Nachtragshaushalt beschlossen: Hamburg benötigt knapp eine Milliarde Euro mehr
Der Hamburger Senat hat einen Nachtragshaushalt über knapp eine Milliarde Euro beschlossen. Grund dafür sind vor allem gestiegene Ausgaben für Pensionsrückstellungen, Sozialleistungen und Unterbringung.
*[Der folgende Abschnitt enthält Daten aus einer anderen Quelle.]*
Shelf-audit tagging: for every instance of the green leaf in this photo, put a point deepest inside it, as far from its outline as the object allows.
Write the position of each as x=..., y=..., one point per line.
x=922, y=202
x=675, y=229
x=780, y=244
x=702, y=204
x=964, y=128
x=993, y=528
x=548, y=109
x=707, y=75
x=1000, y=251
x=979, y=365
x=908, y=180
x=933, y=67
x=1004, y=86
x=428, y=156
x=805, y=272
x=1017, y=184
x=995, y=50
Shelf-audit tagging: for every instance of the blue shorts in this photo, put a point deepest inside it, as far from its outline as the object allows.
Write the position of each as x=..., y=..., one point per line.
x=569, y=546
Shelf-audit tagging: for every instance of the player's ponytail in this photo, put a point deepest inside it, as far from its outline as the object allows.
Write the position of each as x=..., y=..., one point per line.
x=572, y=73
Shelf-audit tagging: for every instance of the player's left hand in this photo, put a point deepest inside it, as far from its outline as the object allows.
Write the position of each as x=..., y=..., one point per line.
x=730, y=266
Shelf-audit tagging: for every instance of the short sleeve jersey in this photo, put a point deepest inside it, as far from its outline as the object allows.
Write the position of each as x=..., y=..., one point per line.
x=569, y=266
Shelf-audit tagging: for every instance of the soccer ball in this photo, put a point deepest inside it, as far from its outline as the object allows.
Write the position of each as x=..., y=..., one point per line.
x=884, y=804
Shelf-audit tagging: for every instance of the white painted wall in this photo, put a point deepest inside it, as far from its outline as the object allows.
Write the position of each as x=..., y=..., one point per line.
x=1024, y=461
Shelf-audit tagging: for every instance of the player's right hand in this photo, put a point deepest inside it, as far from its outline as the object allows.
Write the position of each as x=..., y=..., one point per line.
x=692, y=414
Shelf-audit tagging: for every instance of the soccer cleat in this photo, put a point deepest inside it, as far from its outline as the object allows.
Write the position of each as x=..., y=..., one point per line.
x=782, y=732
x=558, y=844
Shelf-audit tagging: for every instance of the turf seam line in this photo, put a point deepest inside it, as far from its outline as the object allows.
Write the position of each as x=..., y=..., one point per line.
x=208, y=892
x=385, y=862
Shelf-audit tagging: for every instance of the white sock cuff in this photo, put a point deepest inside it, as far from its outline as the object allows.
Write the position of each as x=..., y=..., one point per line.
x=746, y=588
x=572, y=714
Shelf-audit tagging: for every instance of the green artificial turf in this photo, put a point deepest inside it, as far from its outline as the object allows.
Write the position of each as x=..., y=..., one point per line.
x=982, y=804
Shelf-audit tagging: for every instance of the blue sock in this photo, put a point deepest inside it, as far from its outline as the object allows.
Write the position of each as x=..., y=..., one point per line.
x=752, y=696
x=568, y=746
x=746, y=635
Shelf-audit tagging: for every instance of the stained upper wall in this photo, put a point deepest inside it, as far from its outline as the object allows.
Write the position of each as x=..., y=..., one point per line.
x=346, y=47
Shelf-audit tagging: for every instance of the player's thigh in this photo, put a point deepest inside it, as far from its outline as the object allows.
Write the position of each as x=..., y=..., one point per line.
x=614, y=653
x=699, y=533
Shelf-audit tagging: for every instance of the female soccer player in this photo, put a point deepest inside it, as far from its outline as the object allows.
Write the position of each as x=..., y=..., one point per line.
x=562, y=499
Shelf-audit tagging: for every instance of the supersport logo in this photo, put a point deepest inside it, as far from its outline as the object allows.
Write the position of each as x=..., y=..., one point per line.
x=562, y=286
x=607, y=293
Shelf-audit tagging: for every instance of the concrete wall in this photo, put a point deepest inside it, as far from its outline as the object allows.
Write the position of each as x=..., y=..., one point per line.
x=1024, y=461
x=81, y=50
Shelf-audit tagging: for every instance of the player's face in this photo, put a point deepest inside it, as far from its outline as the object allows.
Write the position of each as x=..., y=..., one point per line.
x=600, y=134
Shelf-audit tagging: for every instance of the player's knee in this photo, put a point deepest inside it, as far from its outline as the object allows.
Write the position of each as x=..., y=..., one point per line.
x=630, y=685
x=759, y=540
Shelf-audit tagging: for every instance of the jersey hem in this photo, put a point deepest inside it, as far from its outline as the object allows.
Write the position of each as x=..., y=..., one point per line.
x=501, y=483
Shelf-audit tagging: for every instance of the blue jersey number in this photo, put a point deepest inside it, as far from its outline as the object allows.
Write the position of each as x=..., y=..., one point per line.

Knapp 'ne Milliarde aus der Sparbüchse – hoffentlich bleibt noch was für Krabben übrig.
— Rocky, Chefkolumnist
Illustration: KI-generiert
Der Hamburger Senat hat am Dienstag einen Nachtrag zum Haushalt beschlossen, da die Stadt im laufenden Jahr knapp eine Milliarde Euro mehr als ursprünglich geplant benötigt. Die zusätzliche Summe soll aus der allgemeinen Rücklage entnommen werden, die in den vergangenen Jahren angespart wurde. Grund für den Mehrbedarf sind vor allem gestiegene Ausgaben für Personal, Pensionsrückstellungen und Sozialleistungen. Nach Angaben der Finanzbehörde schlagen die zusätzlichen Pensionsrückstellungen der Stadt mit etwa 340 Millionen Euro als größter Einzelposten zu Buche. Grund dafür ist eine neue, genauere Berechnung der späteren Pensionsansprüche für Beamtinnen und Beamte. Für sogenannte Erziehungshilfen werden rund 112 Millionen Euro mehr benötigt als bei der Aufstellung des Haushalts für dieses Jahr veranschlagt, wie die Tagesschau berichtet.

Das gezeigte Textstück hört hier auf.